Le knowledge management (ou KM) est souvent réduit à sa vision d’outil informatique de structuration des contenus, alors que si l’on revient à la traduction même, la gestion des savoirs n’est pas seulement le classement de la bibliothèque mais aussi la relation avec l’information et bien sur sa gestion proprement dite.

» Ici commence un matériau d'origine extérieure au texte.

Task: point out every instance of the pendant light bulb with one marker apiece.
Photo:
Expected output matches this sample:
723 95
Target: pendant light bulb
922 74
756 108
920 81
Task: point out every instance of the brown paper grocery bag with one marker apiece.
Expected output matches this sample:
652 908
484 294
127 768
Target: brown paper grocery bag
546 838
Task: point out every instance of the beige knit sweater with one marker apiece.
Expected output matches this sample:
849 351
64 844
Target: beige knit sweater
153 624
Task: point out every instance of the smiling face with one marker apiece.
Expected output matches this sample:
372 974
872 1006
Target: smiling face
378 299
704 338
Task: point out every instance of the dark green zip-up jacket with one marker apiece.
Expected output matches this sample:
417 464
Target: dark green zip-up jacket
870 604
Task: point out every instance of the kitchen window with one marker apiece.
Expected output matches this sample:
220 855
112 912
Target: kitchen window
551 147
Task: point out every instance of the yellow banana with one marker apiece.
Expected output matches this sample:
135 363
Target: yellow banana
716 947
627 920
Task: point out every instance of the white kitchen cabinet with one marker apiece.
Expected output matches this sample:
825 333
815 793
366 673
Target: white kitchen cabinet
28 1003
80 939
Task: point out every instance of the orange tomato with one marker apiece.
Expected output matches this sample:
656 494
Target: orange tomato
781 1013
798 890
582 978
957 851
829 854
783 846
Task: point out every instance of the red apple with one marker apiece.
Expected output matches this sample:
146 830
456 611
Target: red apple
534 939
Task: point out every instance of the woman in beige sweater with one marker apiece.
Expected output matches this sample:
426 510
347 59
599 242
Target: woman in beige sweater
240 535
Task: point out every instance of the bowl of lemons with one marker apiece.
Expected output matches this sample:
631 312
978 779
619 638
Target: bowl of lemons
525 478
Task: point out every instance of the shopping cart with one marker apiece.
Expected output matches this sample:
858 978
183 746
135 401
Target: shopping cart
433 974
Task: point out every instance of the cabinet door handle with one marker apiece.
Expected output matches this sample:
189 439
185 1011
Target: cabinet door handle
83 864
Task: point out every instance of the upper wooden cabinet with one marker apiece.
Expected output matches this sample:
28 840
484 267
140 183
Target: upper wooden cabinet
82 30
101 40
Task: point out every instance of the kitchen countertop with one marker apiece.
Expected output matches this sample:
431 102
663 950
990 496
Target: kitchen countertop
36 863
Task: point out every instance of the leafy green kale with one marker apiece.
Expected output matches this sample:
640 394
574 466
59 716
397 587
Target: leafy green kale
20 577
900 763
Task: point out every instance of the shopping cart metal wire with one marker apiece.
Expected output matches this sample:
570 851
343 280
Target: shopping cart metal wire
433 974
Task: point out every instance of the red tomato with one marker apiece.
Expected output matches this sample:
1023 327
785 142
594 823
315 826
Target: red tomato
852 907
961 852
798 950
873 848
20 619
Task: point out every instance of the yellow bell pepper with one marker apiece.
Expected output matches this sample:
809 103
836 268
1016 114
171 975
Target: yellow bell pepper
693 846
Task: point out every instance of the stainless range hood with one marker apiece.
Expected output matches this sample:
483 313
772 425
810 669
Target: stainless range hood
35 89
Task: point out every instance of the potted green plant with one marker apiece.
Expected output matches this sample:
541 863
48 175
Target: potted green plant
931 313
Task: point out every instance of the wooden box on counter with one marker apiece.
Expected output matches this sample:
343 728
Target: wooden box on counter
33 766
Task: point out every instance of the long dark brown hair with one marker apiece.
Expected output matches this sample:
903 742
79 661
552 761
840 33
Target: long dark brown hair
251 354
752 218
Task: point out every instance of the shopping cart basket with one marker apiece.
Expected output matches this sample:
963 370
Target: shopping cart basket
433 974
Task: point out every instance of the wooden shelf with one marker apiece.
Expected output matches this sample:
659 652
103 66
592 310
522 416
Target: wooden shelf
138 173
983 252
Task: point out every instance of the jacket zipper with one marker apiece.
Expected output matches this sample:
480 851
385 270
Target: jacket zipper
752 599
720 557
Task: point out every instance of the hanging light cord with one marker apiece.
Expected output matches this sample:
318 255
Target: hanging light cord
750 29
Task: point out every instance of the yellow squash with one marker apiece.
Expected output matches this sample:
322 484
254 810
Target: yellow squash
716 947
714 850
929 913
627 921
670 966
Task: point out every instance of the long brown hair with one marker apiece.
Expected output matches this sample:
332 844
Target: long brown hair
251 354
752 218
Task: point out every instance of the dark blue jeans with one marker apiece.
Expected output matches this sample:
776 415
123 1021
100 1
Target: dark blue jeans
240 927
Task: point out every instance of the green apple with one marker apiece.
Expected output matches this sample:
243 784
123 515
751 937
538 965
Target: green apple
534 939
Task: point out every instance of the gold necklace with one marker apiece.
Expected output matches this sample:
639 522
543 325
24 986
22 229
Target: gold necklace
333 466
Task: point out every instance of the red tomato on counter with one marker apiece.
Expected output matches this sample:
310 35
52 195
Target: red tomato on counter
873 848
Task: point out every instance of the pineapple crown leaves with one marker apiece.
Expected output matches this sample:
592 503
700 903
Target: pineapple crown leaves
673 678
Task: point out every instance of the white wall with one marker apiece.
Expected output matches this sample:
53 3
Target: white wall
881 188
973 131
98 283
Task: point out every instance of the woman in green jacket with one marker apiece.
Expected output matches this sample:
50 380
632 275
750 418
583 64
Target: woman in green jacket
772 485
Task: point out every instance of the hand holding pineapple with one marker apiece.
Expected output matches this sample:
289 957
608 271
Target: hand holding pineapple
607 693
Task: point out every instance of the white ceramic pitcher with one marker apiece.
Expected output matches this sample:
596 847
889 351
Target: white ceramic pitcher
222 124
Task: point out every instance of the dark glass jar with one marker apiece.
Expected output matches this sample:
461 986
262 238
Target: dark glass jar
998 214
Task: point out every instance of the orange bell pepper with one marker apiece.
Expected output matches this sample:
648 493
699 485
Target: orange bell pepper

Dans un monde où l’information souffre d’une difficulté de visibilité avec la fameuse infobésité, trop d’informations tuent l’information, la relation à l’information prend un tout autre sens. Un des premier travaux du KM est de rendre visible l’information pertinente. C’est d’ailleurs l’occasion, de créer une nouvelle fonction, le knowledge designer. A cet égard, il est à rappeler cet exemple anecdotique, le New York Times avait rendu visible des informations des dons de campagne de Barak Obama, résultat son animation sur le financement a plus intéressé que les articles de fonds… le KM est un travail sur la forme au moins autant que le fonds.
Mais, le knowledge est aussi une nouvelle relation aux usages avec par exemple la notion de réalité augmentée. L’homme augmenté peut profiter des capacités de stockage et d’alimentation de l’outil informatique dans une relation nouvelle interactive. Si classiquement l’homme alimente la machine, avec le web sémantique, la machine peut alimenter l’homme au-delà de ses demandes, c’est ce que l’on appelle les data mining ou données intelligentes. Cette relation nouvelle soulève de nombreuses interrogations particulièrement intéressantes.
Le KM évacue trop vite l’homme au profit du savoir, mais le savoir ne doit pas être chosifié. C’est l’homme qui est au cœur et particulièrement la place de sa mémoire. William Chase et Herbert Simon, en 1973, ont montré l’importance de la mémoire dans la gestion de l’information, en comparant des joueurs d’échec : les experts sont supérieurs aux novices, car ils ont emmagasiné un nombre de parties supérieures, ce qui leur permet de dénouer plus de problèmes et surtout plus rapidement. « La mémoire est la sentinelle de l’esprit » disait William Shakespeare dans Macbeth.
La gestion des savoirs est forcément à associer à la mémoire à long terme facteur d’habileté et de rapidité du traitement de l’information. La gestion des savoirs revient à s’interroger sur la structuration de cette mémoire à long terme pour avoir accès au stock, la formation devient la constitution de ce stock. Mais cette mémoire est en constante réécriture, cela autorise à penser la mémoire en terme de flux. L’important est dans le mouvement, la formation flux. Ce qui nous ramène à la mémoire de travail qui sert de filtre conscient pour la mémoire à long terme avec des nouveautés notables. Torkel Klingberg, Professeur à l’Institut du cerveau de Stockholm, propose de nouvelles perspectives pour l’apprenant, avoir directement accès à la mémoire à long terme par l’émotion. L’apprentissage par cœur doit laisser place à un apprentissage avec cœur, ou un apprentissage par l’affect. Une révolution dans le paradigme dominant. Les neurosciences ouvrent des perspectives nouvelles particulièrement intéressantes.
Tant de potentialité qu’on a du mal à choisir un chemin et la tentation est grande de rentrer dans une ère messianique pour reprendre le terme de Walter Benjamin, attendre les nouveautés comme d’autres le messie… Se laisser happer par la nouveauté de la nouveauté. Or, ce serait oublier que le KM est au cœur de la formation, construire un concept qui assure la formation trans-formation.